Diese spezielle Form der Inszenierung kommt auch in den Arbeiten von Sara Rohner vor. Ihre Arbeit „Eins öffnet sich ins andere“ – vier Bilder auf Kalkpapier, die von beiden Seiten, also auch im Gegenlicht, betrachtet werden können – erzählt rätselhafte Bild-Geschichten, mit Tieren als Handelnde, in grossartigen Landschaften mit Wäldern, auf hohen Ebenen oder in Ruinen. Menschen spielen hier nur eine kleine Rolle. Es ist tatsächlich so, wie die Bilder betitelt sind: Der Blick wandert vom Vorder- in den Hintergrund und zurück, von einem Detail ins andere, und kaum haben wir uns in ein Ereignis versetzt, öffnet sich ein anderes Ereignis, es öffnet sich eben eins ins andere. Das ist raffiniert, und ebenso gemalt.
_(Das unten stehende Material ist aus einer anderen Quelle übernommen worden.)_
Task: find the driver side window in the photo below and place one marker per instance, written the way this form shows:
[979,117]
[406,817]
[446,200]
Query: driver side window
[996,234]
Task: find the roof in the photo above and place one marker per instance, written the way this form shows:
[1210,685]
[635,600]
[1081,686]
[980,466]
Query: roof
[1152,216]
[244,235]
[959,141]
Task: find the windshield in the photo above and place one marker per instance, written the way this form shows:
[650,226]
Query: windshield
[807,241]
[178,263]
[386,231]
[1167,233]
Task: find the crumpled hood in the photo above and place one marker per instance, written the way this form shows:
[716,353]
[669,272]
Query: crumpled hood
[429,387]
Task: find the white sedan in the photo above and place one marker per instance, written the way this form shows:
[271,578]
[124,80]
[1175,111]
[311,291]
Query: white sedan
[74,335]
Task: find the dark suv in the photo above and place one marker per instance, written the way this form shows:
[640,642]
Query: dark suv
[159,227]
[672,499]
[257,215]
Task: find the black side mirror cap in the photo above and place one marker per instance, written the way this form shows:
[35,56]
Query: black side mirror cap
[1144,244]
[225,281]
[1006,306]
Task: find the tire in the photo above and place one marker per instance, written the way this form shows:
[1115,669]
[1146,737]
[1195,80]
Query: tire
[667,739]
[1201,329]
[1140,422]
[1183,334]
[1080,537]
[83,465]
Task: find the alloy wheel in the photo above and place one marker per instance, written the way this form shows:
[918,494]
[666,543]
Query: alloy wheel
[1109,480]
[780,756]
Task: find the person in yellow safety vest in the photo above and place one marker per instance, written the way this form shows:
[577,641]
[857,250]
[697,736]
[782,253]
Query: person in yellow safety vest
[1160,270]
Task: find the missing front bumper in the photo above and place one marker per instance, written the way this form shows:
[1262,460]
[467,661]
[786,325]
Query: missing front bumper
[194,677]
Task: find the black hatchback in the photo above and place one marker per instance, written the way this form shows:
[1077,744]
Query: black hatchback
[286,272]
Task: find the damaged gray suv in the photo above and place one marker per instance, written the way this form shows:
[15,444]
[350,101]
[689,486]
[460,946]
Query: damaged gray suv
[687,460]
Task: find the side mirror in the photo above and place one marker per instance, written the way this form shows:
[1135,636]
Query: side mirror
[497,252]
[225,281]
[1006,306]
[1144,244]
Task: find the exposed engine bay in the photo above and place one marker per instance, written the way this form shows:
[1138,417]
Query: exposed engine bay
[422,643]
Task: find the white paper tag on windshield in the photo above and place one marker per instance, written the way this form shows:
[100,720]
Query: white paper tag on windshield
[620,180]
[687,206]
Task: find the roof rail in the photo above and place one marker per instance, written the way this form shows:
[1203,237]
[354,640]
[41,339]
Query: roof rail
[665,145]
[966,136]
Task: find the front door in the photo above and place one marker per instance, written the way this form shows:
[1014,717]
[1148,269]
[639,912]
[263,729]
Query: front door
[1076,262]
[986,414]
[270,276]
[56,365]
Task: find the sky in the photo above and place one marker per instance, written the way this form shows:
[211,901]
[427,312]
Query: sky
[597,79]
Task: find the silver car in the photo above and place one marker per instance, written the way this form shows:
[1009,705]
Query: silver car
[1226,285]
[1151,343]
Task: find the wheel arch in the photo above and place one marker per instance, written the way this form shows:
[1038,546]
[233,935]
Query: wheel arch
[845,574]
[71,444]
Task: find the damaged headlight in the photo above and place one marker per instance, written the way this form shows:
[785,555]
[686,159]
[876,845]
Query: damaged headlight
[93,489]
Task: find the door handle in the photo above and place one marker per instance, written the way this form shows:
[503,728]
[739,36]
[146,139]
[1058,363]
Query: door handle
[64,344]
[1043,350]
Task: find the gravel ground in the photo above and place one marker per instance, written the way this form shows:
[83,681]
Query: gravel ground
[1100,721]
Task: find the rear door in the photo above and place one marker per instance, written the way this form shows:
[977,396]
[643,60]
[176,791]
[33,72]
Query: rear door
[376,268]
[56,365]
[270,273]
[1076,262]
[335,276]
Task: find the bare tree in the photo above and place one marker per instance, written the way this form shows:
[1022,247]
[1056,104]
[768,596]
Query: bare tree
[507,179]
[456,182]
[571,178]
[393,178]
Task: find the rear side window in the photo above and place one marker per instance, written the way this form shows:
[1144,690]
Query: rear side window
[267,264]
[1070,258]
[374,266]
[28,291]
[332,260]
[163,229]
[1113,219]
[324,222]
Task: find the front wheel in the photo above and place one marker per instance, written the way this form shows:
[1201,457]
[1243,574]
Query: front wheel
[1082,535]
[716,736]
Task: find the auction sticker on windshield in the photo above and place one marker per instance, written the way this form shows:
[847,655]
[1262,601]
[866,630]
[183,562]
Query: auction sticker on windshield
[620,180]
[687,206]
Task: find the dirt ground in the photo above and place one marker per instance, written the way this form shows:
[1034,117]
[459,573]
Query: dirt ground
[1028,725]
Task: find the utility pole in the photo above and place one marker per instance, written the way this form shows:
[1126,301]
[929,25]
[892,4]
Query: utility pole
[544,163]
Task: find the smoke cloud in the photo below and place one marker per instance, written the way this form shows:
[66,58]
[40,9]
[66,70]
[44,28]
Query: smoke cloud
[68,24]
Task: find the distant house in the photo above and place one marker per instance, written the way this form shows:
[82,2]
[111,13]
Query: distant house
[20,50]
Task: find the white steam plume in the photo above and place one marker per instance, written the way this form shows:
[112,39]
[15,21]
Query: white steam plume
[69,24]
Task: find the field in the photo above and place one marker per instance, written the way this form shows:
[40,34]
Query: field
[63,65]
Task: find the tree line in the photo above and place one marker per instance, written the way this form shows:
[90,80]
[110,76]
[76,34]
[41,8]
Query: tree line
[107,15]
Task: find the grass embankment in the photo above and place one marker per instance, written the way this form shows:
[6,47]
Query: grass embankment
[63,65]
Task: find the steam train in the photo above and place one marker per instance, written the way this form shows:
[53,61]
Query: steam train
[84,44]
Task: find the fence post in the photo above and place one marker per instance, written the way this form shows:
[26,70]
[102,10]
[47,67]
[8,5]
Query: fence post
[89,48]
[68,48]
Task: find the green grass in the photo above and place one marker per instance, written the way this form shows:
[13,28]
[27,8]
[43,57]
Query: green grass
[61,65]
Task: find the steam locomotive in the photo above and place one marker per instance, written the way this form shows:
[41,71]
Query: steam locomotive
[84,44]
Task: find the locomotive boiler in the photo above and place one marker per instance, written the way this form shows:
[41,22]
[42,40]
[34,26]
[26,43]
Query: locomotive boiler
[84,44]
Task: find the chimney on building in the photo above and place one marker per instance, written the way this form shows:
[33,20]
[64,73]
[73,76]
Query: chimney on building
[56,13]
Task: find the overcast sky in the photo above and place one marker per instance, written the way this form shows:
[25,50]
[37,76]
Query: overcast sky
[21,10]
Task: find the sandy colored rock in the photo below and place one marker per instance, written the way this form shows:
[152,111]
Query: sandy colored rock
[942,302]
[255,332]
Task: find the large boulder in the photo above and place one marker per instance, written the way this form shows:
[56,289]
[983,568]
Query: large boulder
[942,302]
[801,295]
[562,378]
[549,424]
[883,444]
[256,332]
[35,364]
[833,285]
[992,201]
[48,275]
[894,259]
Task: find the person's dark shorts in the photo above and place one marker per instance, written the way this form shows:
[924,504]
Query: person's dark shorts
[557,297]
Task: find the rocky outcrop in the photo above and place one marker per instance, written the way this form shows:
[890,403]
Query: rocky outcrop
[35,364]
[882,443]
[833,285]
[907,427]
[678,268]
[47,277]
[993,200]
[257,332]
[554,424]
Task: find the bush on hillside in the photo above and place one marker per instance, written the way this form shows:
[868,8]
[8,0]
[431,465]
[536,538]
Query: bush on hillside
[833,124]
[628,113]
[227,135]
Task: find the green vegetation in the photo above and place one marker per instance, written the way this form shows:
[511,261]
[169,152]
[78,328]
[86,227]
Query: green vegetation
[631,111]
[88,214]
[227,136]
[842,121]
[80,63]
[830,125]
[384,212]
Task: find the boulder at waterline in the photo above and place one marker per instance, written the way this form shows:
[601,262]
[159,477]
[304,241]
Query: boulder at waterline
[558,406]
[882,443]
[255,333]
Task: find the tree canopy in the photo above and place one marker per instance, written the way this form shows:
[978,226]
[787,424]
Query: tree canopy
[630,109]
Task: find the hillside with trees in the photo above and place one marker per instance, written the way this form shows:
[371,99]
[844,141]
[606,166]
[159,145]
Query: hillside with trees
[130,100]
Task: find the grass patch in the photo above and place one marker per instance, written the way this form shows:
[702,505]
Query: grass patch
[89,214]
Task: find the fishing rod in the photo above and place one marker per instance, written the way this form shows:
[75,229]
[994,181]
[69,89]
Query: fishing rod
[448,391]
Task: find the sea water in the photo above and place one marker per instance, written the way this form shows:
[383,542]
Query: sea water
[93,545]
Bei längerem Hinschauen entwickelt die Kunst von Sara Rohner eine Art Sog, indem sie unsere Imagination an der Hand nimmt und in einen Kosmos voller Irrationalität, aber auch Schönheit führt.

Ähnlich verhält es sich mit den Wandinstallationen im Nebenraum. Gemalt auf Gebäcktellerchen und Patisseriekartons führt uns Sara Rohner in Landschaften mit reizvollen, aber sonderbaren Konstellationen und Architekturen. Wir entdecken auf der einen Seite Konstruktionen über fliessendem Gewässer oder werden von Wendeltreppen in den Himmel geführt. Wir sehen auf der anderen Seite Häuser, Schlösser, Hütten, Tempel in natürlicher Umgebung, mit Bäumen, Sträuchern, Blumenalleen, Teichen und Seen. Ein Haus scheint im Himmel zu schweben, ein anderes befindet sich in einem Bauerngarten. Die Wirkung dieser zu einer Rauminstallation angeordneten Miniaturen ist so erfreulich wie verblüffend.

Aber Obacht: Wo Schönheit ist, kann’s auch gefährlich werden. Stechapfel, Schlafmohn, Klatschmohn, Maierisli, Fliegenpilz und Co. gehören in die Abteilung „unbekömmlich“, weil giftig und/oder berauschend. Der Stechapfel zum Beispiel enthält Alkoloide, der Klatschmohn gilt als psychoaktive Pflanze, ebenso der Fliegenpilz, dessen Konsum zu Müdigkeit, Schwindel, Euphorie, Halluzinationen und einem Gefühl der Schwerelosigkeit führen kann. Die Ureinwohner Sibiriens haben sogar den Urin von Rentieren, die sich am Fliegenpilz berauscht haben, getrunken, um in denselben Zustand zu gelangen, ohne sich dabei zu vergiften. Vielleicht eine Alternative zum Bier? Jedenfalls lässt der so genannte „Speichel der Götter“ die Konsumenten in die Welt der Geister eintreten. Und so ist manches in dieser Ausstellung von Marianne Engel und Sara Rohner mehr als einfach nur schön oder ästhetisch, sondern leitet in Regionen hinter Vernunft, Verstand und Logik über. Das Schauen wird dann zur Reise, die wie jede Reise ein gewisses Gefahrenpotenzial enthält.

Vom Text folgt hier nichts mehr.